What determines the hybridisation of an atom in a molecule?

The hybridisation of an atom in a molecule is determined by the number of atoms attached to it and lone pairs present.

In more detail, hybridisation is a concept in molecular chemistry that describes the combination of atomic orbitals to form new hybrid orbitals. These hybrid orbitals are suitable for the pairing of electrons to form chemical bonds in valence bond theory. The type of hybridisation that occurs is determined by the atom's electron configuration and the number of atoms attached to it, including any lone pairs of electrons.

For instance, if an atom is bonded to two other atoms and has no lone pairs, it will be sp hybridised. This is because it needs two orbitals for bonding, one s and one p orbital, hence the term 'sp'. If an atom is bonded to three other atoms and has no lone pairs, it will be sp2 hybridised. This is because it needs three orbitals for bonding, one s and two p orbitals, hence the term 'sp2'. If an atom is bonded to four other atoms and has no lone pairs, it will be sp3 hybridised. This is because it needs four orbitals for bonding, one s and three p orbitals, hence the term 'sp3'.
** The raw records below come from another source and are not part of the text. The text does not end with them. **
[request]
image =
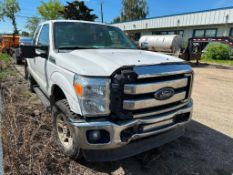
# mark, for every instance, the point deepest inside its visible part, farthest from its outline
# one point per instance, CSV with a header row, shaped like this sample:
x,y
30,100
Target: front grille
x,y
139,97
133,90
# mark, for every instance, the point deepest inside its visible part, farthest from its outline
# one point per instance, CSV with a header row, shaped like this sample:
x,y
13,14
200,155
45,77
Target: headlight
x,y
93,95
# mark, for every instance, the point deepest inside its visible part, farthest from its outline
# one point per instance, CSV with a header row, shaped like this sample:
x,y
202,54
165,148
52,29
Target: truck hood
x,y
103,62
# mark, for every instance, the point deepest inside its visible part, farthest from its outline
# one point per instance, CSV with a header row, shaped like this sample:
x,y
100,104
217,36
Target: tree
x,y
134,9
50,10
8,9
32,24
77,10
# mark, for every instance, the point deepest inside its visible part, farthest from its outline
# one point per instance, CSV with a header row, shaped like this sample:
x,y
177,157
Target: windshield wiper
x,y
72,48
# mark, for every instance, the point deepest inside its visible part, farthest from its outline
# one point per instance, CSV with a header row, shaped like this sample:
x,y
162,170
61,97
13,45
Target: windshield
x,y
68,35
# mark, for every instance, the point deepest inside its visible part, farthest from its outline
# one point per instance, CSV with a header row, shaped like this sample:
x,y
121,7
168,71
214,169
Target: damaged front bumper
x,y
116,135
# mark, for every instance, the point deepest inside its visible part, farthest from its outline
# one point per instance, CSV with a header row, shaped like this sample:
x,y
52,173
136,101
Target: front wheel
x,y
64,133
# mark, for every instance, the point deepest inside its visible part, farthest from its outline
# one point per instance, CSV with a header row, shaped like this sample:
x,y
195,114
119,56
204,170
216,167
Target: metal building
x,y
208,23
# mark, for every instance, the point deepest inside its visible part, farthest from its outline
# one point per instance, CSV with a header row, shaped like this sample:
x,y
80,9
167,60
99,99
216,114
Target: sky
x,y
112,9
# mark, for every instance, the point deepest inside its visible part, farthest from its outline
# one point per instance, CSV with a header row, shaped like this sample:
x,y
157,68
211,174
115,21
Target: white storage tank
x,y
161,43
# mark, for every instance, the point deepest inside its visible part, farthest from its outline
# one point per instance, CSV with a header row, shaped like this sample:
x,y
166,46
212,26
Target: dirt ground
x,y
206,148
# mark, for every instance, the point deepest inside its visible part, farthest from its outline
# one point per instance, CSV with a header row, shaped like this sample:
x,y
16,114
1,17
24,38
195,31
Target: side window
x,y
43,39
36,34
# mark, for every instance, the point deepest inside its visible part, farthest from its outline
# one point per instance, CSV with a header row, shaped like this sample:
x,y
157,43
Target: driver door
x,y
40,61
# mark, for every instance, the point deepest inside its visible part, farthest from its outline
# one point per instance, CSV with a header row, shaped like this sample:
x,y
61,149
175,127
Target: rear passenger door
x,y
41,62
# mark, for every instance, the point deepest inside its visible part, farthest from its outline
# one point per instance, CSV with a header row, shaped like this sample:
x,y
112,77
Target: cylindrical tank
x,y
161,43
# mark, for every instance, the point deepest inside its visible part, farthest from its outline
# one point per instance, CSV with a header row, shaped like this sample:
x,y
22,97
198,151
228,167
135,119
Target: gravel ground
x,y
207,146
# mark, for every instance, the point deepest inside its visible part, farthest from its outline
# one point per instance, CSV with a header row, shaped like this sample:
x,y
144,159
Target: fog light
x,y
93,136
98,136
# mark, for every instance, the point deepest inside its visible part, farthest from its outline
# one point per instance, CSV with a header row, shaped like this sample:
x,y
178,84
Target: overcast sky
x,y
112,9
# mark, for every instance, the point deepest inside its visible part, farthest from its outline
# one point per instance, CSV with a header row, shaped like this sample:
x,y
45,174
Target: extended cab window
x,y
43,39
77,35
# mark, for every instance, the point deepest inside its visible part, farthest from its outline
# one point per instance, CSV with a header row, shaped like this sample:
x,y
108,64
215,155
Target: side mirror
x,y
42,51
31,51
27,51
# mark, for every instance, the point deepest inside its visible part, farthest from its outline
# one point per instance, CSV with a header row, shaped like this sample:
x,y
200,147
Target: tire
x,y
19,60
63,131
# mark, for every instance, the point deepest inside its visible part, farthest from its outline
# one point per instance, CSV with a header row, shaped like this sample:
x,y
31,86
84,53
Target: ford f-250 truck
x,y
108,99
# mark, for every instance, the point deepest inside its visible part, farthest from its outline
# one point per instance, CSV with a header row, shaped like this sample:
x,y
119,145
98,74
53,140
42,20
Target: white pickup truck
x,y
108,99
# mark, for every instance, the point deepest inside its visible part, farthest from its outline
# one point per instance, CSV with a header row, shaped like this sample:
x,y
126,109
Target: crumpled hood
x,y
103,62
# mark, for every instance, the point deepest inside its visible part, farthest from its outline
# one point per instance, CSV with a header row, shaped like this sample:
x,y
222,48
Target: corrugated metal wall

Lone pairs also play a crucial role in determining the hybridisation of an atom. For example, if an atom is bonded to two other atoms and has one lone pair, it will also be sp2 hybridised. This is because the lone pair will occupy one of the hybrid orbitals, leaving the other two for bonding. Similarly, if an atom is bonded to three other atoms and has one lone pair, it will be sp3 hybridised.

In summary, the hybridisation of an atom in a molecule is determined by the number of atoms it is bonded to and the number of lone pairs it has. This concept is fundamental in understanding the shape and reactivity of molecules in chemistry.